Show Question
Math and science::INF ML AI

# Covariance matrix

Let $$X$$ and $$Y$$ be two random variables. The covariance between $$X$$ and $$Y$$ is defined as:

\begin{aligned} Cov[X,Y] &:= E[(X-E[X])(Y-E[Y])] \\ &= E[XY] - E[X]E[Y] \end{aligned}

Let the vector $$Z$$ be defined like so: $$Z := \begin{bmatrix} X \\ Y\end{bmatrix}$$. Thus, $$Z$$ is a vector of random variables.

The covariance matrix for $$Z$$ is defined as:

\begin{aligned} Cov[Z] &:= E[(Z - E[Z])(Z - E[Z])^T] \\ &= \begin{bmatrix} Var(X) & Cov(X, Y) \\ Cov(X, Y) & Var(Y) \end{bmatrix} \\ \end{aligned}

Where the expectation is an elementwise operation.
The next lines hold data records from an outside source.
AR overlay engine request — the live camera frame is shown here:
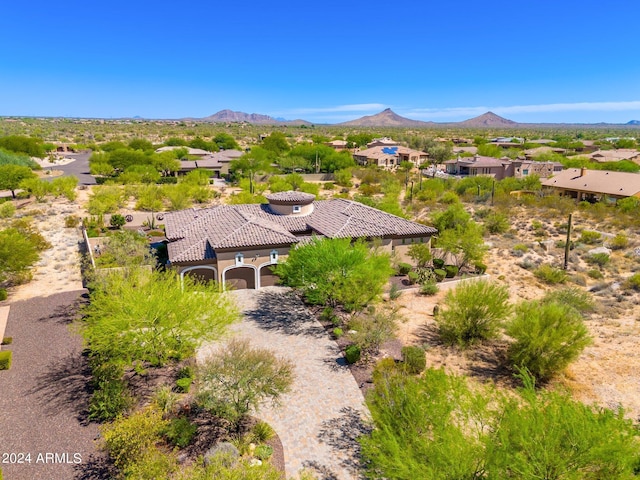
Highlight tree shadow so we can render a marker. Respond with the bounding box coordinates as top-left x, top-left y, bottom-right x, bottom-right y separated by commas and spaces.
244, 291, 326, 338
318, 407, 371, 475
27, 352, 91, 426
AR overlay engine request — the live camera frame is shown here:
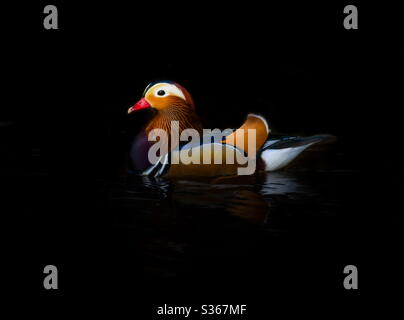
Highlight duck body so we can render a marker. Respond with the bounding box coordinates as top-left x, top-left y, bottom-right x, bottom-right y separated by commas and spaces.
128, 81, 331, 178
The covariance matrix is a result of a matrix multiplication of two vector-like matrices, which produces a 2x2 matrix. (Yes, it is valid!).

### Matrix interpretation

An intepretation of such a 2x1*1x2 matrix multiplication is:

\begin{aligned} \begin{bmatrix} A \\ B \end{bmatrix} \begin{bmatrix}C & D\end{bmatrix} &= \begin{bmatrix}AC & AD \\ BC & BC \end{bmatrix} \\ &= \begin{bmatrix}C\begin{pmatrix}A \\ B\end{pmatrix} & D\begin{pmatrix}A \\ B \end{pmatrix} \end{bmatrix} \end{aligned}

The first matrix can be considered a transformation matrix which transforms a single dimension into 2 dimensions. $$A$$ is the factor by which the input scalar is multiplied by to produce the first output dimension; $$B$$ is the same quantity for the second output dimension. The matrix $$\begin{bmatrix} C & D\end{bmatrix}$$ can be considered a list of two separate scalars that will be transformed separately.

For the case of $$Z Z^T$$, if $$Z$$ has $$D$$ dimensions, then the output is D vectors combined horizontally into a matrix, where each vector is the original $$Z$$ multiplied by one of it's components.

For the 2 dimensional covariance matrix we have:

\begin{aligned} Cov[Z] &= E[ (Z - E[Z])(Z - E[Z])^T] \\ &= E\left[ \begin{bmatrix}X - \mu_X \\ Y - \mu_Y \end{bmatrix} \begin{bmatrix}X-\mu_X & Y-\mu_Y\end{bmatrix} \right] \\ &= E[\begin{bmatrix}(X - \mu_X) \begin{pmatrix} X - \mu_X \\ Y - \mu_Y\end{pmatrix} & (Y - \mu_Y) \begin{pmatrix} X - \mu_X \\ Y - \mu_Y\end{pmatrix} \end{bmatrix} ] \\ &= \begin{bmatrix} Cov(X, X) & Cov(Y, X) \\ Cov(X, Y) & Cov(Y, Y) \end{bmatrix} \\ &= \begin{bmatrix} Var(X) & Cov(X, Y) \\ Cov(X, Y) & Var(Y) \end{bmatrix} \end{aligned}

The covariance matrix is symmetric, like all matrixes of the form $$X X^T$$. Its diagonal is the variances of each random variable.

#### Random variable interpretation

Covariance is the expected value of the random variable $$Z = (X - \bar{X})(Y - \bar{Y})$$. Imagine the probability mass function of $$X$$ and $$Y$$, then $$X - \bar{X}$$ and $$Y - \bar{Y}$$, then the 2 dimensional $$(X - \bar{X}, Y- \bar{Y})$$, then finally the 1 dimensional $$Z$$. The covariance is a single value representing the expectation (product sum) of the value-probabilities of $$Z$$.